Mientras que el COVID-19 es causado por un único virus —el SARS-CoV-2—, existen diferentes virus que pueden provocar el ébola.
El misterioso Bundibugyo
El brote actual está causado por una especie rara de virus del ébola llamada Bundibugyo. Recibe su nombre del lugar donde se produjo el primer brote, en 2007.El virus Bundibugyo es genéticamente diferente en un 30 % de otros virus del Ébola y aún se desconoce mucho sobre él. Mientras que se han detectado virus del Ébola más comunes en ratas, el Bundibugyo no se ha encontrado en animales.
"La incertidumbre es la mayor preocupación", dijo Schiefflin. "En cuanto a la presentación clínica, no disponemos de mucha información.

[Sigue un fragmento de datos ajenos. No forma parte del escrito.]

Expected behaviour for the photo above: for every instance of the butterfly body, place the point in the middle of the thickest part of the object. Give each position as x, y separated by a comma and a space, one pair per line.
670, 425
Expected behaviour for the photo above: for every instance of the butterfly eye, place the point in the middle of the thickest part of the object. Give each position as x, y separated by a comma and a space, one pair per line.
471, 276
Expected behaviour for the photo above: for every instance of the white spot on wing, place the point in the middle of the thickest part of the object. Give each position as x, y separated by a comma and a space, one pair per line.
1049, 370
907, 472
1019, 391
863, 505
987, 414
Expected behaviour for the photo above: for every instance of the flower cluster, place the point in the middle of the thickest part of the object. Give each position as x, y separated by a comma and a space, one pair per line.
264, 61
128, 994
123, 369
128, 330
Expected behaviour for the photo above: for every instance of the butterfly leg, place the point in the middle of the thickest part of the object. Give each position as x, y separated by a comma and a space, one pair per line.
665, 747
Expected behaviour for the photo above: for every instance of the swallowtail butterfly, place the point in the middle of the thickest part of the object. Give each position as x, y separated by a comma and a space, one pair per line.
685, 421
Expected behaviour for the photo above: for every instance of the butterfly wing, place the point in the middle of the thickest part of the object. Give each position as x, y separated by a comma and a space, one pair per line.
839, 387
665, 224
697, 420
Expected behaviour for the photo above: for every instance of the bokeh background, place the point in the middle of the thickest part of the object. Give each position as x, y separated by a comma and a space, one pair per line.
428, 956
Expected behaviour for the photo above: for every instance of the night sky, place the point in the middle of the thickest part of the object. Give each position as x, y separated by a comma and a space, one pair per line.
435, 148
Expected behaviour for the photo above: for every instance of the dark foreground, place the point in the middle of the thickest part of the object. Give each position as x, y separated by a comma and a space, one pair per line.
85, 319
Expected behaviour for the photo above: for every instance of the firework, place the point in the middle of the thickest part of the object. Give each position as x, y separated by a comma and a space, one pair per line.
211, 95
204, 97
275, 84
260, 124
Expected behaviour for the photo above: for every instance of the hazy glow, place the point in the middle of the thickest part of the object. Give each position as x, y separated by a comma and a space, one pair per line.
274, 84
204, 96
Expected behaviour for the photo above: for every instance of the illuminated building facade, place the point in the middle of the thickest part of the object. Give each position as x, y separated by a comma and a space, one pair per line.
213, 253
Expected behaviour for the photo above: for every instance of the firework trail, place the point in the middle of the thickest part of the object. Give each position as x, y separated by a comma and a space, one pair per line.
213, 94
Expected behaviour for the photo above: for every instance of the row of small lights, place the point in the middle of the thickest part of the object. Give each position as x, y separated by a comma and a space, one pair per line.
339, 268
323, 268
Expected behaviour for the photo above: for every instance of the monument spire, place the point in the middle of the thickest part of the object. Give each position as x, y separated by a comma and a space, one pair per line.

Este es solo el tercer brote del virus Bundibugyo, con menos de 200 casos identificados anteriormente".
El nuevo brote se notificó con casi dos meses de retraso, lo que es similar a los brotes anteriores de Bundibugyo en 2007 y 2012, en los que se tardó más de un mes en detectarlos.
Cuando el ébola brota en zonas donde no se había producido antes, puede haber un retraso de semanas o meses, pero en las zonas donde es endémico, suele detectarse más rápidamente.
Sin embargo, la ubicación de este nuevo brote ha sido históricamente un epicentro de otros brotes de ébola, pero las autoridades locales no realizaron pruebas para detectar el virus de Bundibugyo cuando empezaron a aparecer los casos, por lo que se perdieron los primeros casos.
Los primeros síntomas del ébola pueden parecerse a una variedad de afecciones diferentes, dijo Sinnott, y esto también contribuye a retrasar la detección.
Lo impredecible
Serwanga, cuyo país, Uganda, limita con la República Democrática del Congo (RDC) —donde se originó el brote actual—, dijo que las autoridades ugandesas se mantienen alerta."La RDC es vecina de Uganda, por lo que nos preocupa, y normalmente hay personas que entran y salen, pero se han establecido algunas restricciones en la frontera para minimizar el cruce de personas", explicó Serwanga.
"Tuvimos dos casos confirmados, y ambos procedían de la RDC; se han tomado algunas medidas y, hasta ahora, no hemos visto ningún caso nuevo".
El reto a la hora de controlar los brotes es asegurarse de que se suministran recursos suficientes, dijo Schiefflin.
Pero con la Organización Mundial de la Salud desbordada por el brote de hantavirus y la retirada de USAID, todo esto ha afectado a la detección, el seguimiento y el control del nuevo brote.
Tras las preocupaciones anteriores en torno al hantavirus hace unas semanas, parece que el ébola es el último virus en acaparar la atención. Siempre surge un nuevo brote.
Benjamin señaló el simple hecho de que el mundo está cambiando y es impredecible.
"Los seres humanos vivimos en un mundo dinámico".